Bevington represents the New Democratic Party, only the fourth-largest party in the House of Commons, and said the NDP is only opposed to Ottawa “handing out corporate welfare” to a company that logged a record profit this year.

That leaves an equity stake as the only choice available to government and it’s one being adopted by energy-producing and exporting countries around the world, he said.

Status of fiscal terms talks under wraps

The status of talks on fiscal terms for the MGP is under tight wraps.

Imperial spokesman Pius Rolheiser confines himself to describing them as “confidential and sensitive.”

To reinforce Imperial’s commitment and downplay the impact of Tillerson’s remarks, he said: “Is it an economically challenging project? Absolutely. Is it dead? Absolutely not. We believe it is ultimately do-able and that it can be a good project.”

As well as negotiations on federal fiscal terms, Rolheiser said the MGP partners are continuing to work on the regulatory process and seek benefits and access agreements with aboriginal communities along the pipeline route.

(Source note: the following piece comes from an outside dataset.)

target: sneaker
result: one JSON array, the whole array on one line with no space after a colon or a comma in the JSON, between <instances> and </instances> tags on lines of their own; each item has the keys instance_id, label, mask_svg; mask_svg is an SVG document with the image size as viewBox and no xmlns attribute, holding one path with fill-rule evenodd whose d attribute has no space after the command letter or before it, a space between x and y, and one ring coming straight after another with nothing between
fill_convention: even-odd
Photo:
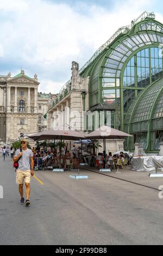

Prior to stepping down as chief executive officer of Shell Canada (whose minority shareholding was bought out in April by Royal Dutch Shell), Clive Mather offered a mixed assessment of the MGP’s outlook.

He told reporters Shell, which has an 11.4 percent stake, remains “very much committed” to the MGP and “quietly confident” that it will proceed because the fundamentals of bringing stranded northern gas to market and of opening up a potential new supply basin are strong.

“But right now it’s hard to see how it’s going to get to a level where the economics work,” Mather said, delivering a final message to government that its involvement “will always be important.”

He said the current need is to find a configuration between project costs and economic returns as the role of government.